The brilliant.org article on Lambda Calculus$^1$ says that the following $\beta$-reduction step is incorrect:
\begin{align}
& (\lambda x.\lambda y.(xy))(\lambda x.\lambda y.(xy)) \\
& \rightarrow^\beta (\lambda y.((\lambda x.\lambda y.(xy))y))
\end{align}
because it leads to the wrong result:
$$\lambda y.\lambda y.(yy)$$
I don't think the $\beta$-reduction step itself is incorrect, but the subsequent one has to be done carefully so as not to capture a free variable:
\begin{align}
& (\lambda x.\lambda y.(xy))(\lambda x.\lambda y.(xy)) \\
& \rightarrow^\beta (\lambda y.((\lambda x.\lambda y.(xy))y)) \\
& \rightarrow^\alpha (\lambda y'.((\lambda x.\lambda y.(xy))y')) \\
& \rightarrow^\beta \lambda y'.\lambda y.y'y
\end{align}
Or, as noted by @mohottnad, if strictly following the rules of substitution stated in the brilliant.org article$^2$, the $\alpha$-conversion should rename the innermost bound $y$, not the outermost.

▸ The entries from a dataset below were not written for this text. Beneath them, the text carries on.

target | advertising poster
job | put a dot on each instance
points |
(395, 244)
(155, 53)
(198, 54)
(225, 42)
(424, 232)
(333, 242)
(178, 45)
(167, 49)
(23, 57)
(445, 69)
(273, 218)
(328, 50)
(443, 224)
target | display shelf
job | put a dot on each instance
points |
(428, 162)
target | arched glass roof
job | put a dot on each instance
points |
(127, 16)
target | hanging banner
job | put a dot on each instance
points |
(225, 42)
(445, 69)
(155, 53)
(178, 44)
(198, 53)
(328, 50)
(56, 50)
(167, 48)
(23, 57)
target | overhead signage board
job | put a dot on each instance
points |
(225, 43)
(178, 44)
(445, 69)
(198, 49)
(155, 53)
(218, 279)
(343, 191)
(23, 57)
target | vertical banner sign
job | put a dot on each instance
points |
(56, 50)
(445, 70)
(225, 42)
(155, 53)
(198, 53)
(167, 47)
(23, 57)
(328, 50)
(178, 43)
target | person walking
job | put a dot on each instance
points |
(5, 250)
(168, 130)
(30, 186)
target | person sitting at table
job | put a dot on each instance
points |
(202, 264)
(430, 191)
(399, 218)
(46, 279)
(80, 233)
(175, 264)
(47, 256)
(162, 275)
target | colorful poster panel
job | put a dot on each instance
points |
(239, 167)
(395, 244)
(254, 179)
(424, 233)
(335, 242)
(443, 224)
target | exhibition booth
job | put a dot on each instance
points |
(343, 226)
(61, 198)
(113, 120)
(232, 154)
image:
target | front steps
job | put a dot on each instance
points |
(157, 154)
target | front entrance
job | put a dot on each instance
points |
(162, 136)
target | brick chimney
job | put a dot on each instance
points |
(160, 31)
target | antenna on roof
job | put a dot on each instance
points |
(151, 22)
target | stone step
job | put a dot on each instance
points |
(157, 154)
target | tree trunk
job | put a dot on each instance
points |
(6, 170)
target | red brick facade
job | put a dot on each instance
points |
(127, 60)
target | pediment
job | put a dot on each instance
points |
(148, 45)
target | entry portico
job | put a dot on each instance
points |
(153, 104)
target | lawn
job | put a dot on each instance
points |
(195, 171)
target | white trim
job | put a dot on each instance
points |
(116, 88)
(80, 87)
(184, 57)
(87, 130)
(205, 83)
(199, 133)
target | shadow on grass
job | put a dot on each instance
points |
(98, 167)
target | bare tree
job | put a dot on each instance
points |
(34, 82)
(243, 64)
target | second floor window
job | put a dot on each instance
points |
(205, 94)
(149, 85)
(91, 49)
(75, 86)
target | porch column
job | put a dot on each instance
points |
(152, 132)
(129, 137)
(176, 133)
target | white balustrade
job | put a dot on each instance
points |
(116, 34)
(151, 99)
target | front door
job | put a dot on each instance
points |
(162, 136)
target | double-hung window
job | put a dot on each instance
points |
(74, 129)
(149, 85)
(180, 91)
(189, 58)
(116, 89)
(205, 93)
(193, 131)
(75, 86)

In that case, we have:
\begin{align}
& (\lambda x.\lambda y.(xy))(\lambda x.\lambda y.(xy)) \\
& \rightarrow^\beta (\lambda y.((\lambda x.\lambda y.(xy))y)) \\
& \rightarrow^\alpha (\lambda y.((\lambda x.\lambda y'.(xy'))y)) \\
& \rightarrow^\beta \lambda y.\lambda y'.yy'
\end{align}
EDIT: to elaborate further, here are some annotations showing the binding of each variable in the original expression and after the first $\beta$-reduction: annotations
Best Answer
You're rightfully nitpicking here and the author in your reference described this edge case of $\beta$ conversion a little confusingly than necessary. You just need to follow rule 5 in one of your earlier post. Your above $\alpha$ conversion step is necessary since rule 5 doesn't apply ($y$ is obviously free in $N=y$!). So there's another rule which appears as the last rule of capture-avoiding substitution of $N$ for free occurrences of $x$ right under your quote in your reference.